The death penalty is often touted as the only punishment that provides true justice and closure for a victim’s family and friends, also known as co-victims. But this is rarely based on co-victims’ actual sentiments.
Research by the University of Minnesota sociology-anthropology professor Scott Vollum and colleagues found ambivalence in co-victims’ reactions to capital punishment. Their study showed that only 2.5 percent achieved true closure, and 20.1 percent said that the execution did not help them heal. Co-victims in the study also expressed feelings of emptiness when the death penalty did not “bring back the victim.”
The long judicial process between conviction and execution, which can span many years in some cases, also prolongs grief and pain for co-victims.
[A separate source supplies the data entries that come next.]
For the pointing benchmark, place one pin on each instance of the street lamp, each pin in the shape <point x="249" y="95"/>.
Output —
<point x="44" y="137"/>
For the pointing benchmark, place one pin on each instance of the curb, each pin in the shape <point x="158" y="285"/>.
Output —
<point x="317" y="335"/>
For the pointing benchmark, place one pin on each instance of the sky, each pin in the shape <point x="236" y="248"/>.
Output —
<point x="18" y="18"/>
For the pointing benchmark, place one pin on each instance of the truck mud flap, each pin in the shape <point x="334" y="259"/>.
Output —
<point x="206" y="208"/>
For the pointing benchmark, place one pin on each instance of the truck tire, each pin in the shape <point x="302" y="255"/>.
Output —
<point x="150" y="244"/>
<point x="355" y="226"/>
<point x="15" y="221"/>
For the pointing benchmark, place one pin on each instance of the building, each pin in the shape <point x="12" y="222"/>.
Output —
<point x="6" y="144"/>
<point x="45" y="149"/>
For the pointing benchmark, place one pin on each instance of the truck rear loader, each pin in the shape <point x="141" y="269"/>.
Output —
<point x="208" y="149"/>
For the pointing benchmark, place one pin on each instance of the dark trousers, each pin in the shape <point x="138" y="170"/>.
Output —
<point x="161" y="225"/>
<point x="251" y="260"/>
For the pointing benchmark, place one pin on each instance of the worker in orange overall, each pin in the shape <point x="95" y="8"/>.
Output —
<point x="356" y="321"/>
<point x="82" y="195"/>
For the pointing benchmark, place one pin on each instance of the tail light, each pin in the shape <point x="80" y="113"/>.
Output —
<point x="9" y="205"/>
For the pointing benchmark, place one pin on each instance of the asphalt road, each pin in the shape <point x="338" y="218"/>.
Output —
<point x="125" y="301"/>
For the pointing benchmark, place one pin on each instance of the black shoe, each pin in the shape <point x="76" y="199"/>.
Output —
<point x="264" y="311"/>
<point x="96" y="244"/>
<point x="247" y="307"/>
Uncertainty prevails in the face of appeals, hearings, and trials, while increased publicity inherent in death penalty cases exacerbates co-victims’ suffering. Through media exposure, they repeatedly relive traumatic events.
Pain and anger, especially, are common in the wake of tragic loss and can be accompanied by an overwhelming desire for revenge. Some co-victims in the Vollum study voiced that the death penalty was not harsh enough, while others communicated a wish to personally inflict harm on the condemned. In the majority of cases though, executions were not sufficient to satisfy these desires.
“More often than not, families of murder victims do not experience the relief they expected to feel at the execution,” states Lula Redmond, a Florida therapist who works with surviving family members. “Taking a life doesn’t fill that void, but it’s generally not until after the execution that families realize this.”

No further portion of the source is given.